For starters, immigrants are generally more likely to be found in lower quality jobs and typically earn at least 22% less per hour than Irish people.
"That gap then is higher for Eastern European ... and it's also larger if you're an immigrant female," said Ms Kelly.
"We're also finding that they're more likely to work shift work, they're more likely to be employed in temporary jobs ... and they have lower trade union membership levels."
The biggest unknown when it comes to the labour market though is how many undocumented or illegal immigrants are working here.
An ESRI study in 2017 found the extent of illegal work in Europe and Ireland is not easy to quantify, owing in part to the clandestine nature of the problem.
It concluded that data on the size of the irregularly resident population or the extent of illegal employment of non-EU nationals in Ireland was not currently available from an official or objective source and the position has not changed since.
Although it did refer to a study by the Migrant Rights Centre Ireland in 2020 which estimated that there were between 17,000 and 20,000 undocumented migrant adults living and working in Ireland.
What is clear though is that the economy's need for legal immigrant workers only looks set to increase in the years ahead.
A recent ESRI study pointed to how the National Development Plan needs extra capacity, but one of the constraints on expanding it is insufficient labour.

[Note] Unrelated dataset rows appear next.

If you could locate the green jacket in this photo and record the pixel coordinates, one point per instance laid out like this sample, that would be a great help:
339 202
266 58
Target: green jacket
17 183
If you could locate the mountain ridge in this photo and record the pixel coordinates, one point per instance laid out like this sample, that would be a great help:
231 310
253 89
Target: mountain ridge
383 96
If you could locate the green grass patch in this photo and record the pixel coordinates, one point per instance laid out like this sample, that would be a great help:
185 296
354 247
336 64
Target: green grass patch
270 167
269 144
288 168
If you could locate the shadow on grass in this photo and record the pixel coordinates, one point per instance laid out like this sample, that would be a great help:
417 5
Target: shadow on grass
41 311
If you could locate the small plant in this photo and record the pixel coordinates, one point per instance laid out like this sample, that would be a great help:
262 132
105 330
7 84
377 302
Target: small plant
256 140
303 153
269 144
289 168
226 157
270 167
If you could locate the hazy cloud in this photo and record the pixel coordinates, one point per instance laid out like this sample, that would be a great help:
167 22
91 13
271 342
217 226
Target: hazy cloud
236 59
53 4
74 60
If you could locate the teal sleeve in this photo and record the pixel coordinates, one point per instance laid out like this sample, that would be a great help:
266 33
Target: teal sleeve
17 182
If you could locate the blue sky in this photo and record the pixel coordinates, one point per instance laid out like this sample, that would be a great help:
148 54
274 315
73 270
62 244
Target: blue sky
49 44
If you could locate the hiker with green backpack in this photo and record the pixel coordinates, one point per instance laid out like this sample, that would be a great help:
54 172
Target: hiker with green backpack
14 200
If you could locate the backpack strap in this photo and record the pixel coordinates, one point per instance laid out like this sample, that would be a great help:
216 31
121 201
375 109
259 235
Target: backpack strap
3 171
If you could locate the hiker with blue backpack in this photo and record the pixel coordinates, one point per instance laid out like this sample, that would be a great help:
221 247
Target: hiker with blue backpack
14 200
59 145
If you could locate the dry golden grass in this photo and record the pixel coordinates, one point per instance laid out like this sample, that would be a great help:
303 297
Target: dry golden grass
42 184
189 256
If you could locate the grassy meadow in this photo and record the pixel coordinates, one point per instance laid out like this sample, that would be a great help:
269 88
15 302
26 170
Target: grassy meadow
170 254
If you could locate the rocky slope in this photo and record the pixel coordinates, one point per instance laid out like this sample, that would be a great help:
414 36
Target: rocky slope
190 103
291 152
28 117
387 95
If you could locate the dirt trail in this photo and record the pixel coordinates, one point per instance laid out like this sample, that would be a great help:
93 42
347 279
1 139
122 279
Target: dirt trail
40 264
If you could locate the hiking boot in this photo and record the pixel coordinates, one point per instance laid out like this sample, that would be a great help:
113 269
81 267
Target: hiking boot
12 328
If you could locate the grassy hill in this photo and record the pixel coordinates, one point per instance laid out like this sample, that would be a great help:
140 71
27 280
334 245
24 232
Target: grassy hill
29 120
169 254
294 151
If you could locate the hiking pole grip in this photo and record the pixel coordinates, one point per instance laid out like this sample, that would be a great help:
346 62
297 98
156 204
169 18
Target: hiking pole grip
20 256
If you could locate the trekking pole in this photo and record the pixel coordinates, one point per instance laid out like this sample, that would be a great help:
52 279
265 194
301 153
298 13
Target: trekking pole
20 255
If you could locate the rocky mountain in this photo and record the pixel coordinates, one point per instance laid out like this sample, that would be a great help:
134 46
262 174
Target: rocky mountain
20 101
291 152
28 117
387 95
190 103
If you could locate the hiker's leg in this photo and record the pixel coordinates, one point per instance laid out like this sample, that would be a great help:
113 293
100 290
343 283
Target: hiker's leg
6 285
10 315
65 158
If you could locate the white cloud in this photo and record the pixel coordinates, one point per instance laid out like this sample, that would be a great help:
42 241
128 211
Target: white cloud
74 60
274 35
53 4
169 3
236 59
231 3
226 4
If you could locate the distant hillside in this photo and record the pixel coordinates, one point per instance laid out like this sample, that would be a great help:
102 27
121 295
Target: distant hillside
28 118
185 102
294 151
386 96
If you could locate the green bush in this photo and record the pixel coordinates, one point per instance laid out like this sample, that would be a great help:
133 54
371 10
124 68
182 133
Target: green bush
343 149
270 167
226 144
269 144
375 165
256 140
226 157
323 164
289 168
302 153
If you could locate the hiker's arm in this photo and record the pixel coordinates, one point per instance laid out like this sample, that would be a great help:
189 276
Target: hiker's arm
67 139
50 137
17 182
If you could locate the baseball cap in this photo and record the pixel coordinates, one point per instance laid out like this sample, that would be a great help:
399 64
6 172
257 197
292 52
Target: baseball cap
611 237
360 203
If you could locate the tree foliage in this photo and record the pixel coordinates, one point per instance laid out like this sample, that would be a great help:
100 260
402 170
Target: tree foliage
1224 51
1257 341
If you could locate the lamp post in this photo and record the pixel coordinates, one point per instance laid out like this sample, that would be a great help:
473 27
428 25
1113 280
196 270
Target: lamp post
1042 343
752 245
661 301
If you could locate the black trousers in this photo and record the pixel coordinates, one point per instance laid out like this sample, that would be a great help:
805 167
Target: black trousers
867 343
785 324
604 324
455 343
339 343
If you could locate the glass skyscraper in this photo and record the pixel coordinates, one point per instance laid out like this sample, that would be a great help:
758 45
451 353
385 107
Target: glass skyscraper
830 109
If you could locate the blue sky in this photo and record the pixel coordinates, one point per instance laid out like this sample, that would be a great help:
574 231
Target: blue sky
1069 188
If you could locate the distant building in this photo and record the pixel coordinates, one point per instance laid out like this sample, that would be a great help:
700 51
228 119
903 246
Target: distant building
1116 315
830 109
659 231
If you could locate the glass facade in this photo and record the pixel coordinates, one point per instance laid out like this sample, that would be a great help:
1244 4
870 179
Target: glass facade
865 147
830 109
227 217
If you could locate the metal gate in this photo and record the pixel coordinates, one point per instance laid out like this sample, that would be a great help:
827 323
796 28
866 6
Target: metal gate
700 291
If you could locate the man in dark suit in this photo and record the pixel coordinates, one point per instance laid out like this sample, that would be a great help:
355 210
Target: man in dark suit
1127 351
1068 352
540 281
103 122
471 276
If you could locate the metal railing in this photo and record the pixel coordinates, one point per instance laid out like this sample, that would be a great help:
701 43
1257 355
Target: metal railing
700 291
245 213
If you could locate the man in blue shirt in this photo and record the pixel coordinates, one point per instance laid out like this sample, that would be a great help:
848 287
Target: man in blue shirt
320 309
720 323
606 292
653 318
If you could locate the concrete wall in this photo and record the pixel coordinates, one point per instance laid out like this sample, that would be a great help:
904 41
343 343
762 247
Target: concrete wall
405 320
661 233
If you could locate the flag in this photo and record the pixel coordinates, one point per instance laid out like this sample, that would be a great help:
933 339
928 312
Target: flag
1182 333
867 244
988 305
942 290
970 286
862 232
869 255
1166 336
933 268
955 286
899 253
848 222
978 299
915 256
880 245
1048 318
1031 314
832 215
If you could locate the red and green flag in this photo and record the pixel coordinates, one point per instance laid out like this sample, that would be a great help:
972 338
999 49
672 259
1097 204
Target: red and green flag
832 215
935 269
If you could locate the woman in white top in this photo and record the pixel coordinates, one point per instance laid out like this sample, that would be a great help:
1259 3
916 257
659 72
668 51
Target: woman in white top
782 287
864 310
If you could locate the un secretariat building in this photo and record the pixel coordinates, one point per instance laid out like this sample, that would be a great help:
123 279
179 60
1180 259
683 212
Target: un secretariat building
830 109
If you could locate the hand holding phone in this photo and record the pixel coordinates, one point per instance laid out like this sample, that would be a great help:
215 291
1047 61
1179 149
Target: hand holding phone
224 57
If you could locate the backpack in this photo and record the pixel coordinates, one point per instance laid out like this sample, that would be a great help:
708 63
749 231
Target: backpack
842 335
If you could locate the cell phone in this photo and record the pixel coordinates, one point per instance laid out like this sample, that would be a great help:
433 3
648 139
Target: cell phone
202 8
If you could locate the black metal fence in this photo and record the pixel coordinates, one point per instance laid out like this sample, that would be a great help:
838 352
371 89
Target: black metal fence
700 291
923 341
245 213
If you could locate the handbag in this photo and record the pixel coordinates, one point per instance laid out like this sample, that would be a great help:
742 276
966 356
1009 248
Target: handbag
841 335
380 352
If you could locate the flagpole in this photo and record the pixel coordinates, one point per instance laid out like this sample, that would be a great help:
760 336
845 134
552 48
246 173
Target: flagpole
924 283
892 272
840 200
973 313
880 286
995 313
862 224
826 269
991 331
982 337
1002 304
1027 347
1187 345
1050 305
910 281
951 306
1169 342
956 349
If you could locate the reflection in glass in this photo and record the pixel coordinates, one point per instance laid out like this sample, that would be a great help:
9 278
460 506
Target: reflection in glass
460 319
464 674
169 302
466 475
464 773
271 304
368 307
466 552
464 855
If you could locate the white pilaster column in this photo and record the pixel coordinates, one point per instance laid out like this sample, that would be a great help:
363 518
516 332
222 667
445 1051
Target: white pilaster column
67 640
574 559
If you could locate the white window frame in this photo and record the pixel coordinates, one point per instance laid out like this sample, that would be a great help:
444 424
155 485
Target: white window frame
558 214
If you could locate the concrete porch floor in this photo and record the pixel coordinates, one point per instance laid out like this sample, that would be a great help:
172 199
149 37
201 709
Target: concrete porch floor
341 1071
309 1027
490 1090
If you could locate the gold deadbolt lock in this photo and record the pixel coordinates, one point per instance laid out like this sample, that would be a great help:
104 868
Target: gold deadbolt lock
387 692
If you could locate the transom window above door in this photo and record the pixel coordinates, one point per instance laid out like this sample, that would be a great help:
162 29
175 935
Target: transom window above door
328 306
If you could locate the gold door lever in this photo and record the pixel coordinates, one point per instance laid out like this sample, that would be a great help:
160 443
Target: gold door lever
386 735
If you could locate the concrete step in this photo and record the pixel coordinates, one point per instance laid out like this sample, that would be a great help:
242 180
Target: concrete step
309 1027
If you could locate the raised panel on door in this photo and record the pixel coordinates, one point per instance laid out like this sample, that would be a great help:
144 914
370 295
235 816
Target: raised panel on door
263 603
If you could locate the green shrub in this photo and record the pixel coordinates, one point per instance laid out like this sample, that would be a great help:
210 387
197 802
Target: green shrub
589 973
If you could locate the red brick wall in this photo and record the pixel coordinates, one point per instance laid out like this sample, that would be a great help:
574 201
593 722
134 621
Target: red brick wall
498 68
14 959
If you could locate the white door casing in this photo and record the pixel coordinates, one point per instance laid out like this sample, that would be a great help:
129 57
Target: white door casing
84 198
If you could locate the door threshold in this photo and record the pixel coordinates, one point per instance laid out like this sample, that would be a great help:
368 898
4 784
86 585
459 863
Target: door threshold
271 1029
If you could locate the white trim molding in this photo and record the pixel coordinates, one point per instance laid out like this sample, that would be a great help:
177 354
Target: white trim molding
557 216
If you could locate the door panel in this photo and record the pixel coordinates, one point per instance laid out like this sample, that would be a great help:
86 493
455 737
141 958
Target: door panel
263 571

"Obviously there's issues around accommodation and other services. That's not an immigrant issue," said Dr Kelly.
"That's an issue with Ireland in general, because you'll have a lot of Irish people who are not able to access housing or access services.
"But if we don't have immigrants, we can't undertake those projects. And obviously it has implications as well in terms of wages, if you don't have the labour coming in, it's obviously going to drive up wages.
"So you need the labour to undertake the work, you need the labour to keep wages under a certain amount of control so that you can sustain economic growth."